Interleukin 5 (IL-5) can act in G0/G1 to induce S phase entry in B lymphocytes from normal and autoimmune strain mice and in transformed leukemic B cells

In addition to its ability to enhance antibody secretion, Interleukin 5 (IL-5) enhances murine B lymphocyte proliferation. This so-called growth factor activity has been amply demonstrated by many laboratories assessing thymidine incorporation or cell recovery. Attempts to actually quantitate the fraction of fresh splenic B cells responding to IL-5, by limiting dilution analysis or other means, with few exceptions have yielded disappointingly small numbers--generally between 1 and 5%, or perhaps less. We have recently identified the peritoneal cavity as a reservoir rich in IL-5-responsive B cells. In this report, we provide independent corroboration of this high IL-5 reactivity by means of cell cycle analysis.

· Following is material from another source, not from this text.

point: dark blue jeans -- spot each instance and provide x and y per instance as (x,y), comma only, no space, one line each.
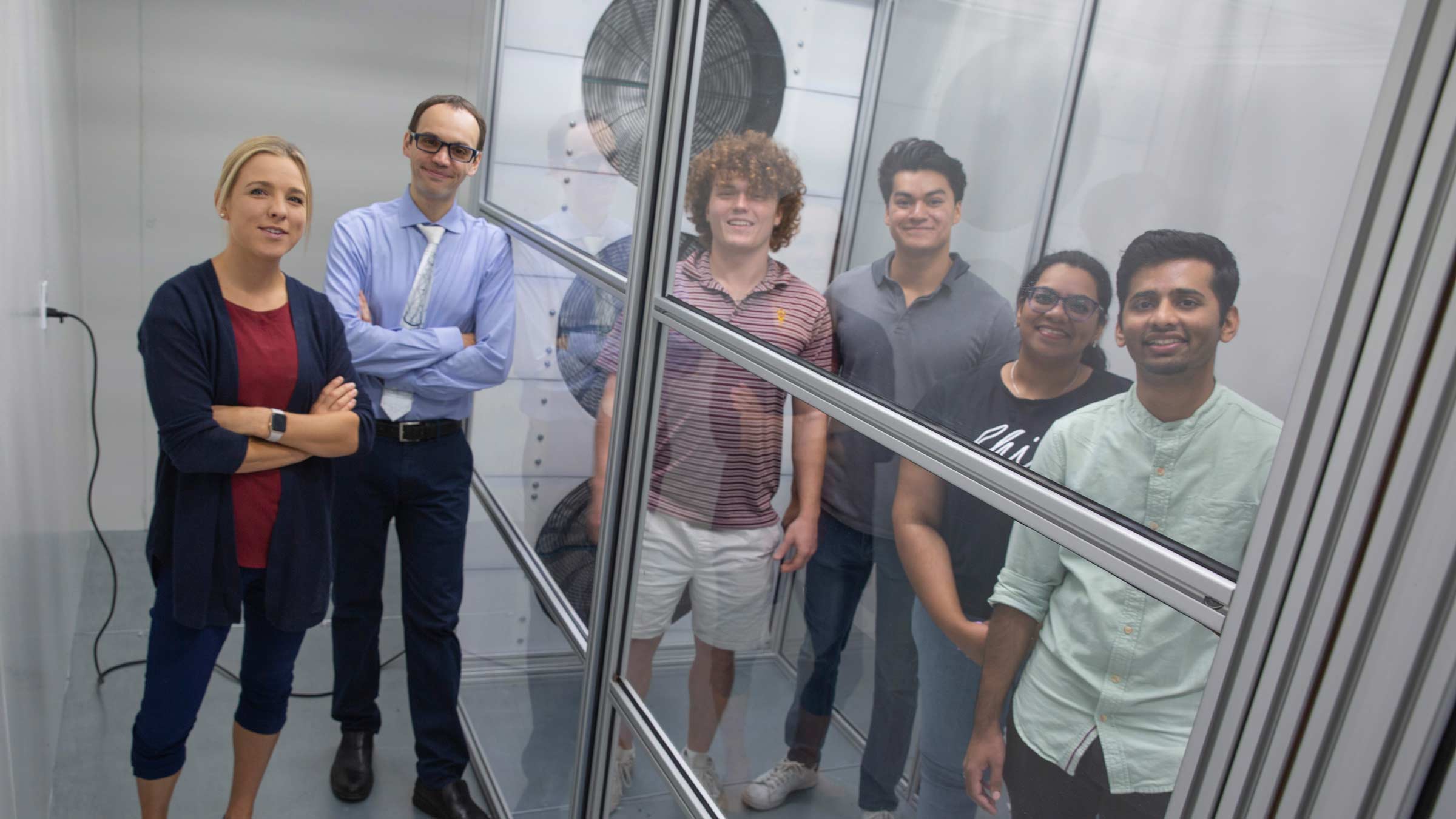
(180,664)
(834,584)
(426,490)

Low-density peritoneal B cells, more than 90% of which are in G0 and G1 phases, were stimulated with polyclonal activators in the presence of mitotic inhibitors. Frequencies of IL-5-responsive B cells were measured by observing the differences in the proportions of cultured cells entering S and later phases in the presence, compared to the absence, of IL-5. Some 10 to 20% more of the low-density peritoneal B cells from normal mice entered S phase when IL-5 was present with LPS + DXS. A similar IL-5-mediated elevation in the frequency of S phase entry was seen with peritoneal B cells from the autoimmune mouse strain NZB. Furthermore, a measurable fraction of peritoneal B cells from these mice were even capable of responding to IL-5 alone. These IL-5-induced increases could be blocked by anti-IL-5 mAb. About 30% of the BCL1 leukemic B cell line initiated DNA replication when stimulated with IL-5 alone. Hence, IL-5-responsive B cell fractions have been measured for some normal, autoimmune strain and transformed leukemic B cell phenotypes. In addition to quantitating the proportion of IL-5-responsive B cells, these experiments formally demonstrate that IL-5 can act in the G1 phase to increase S phase entry.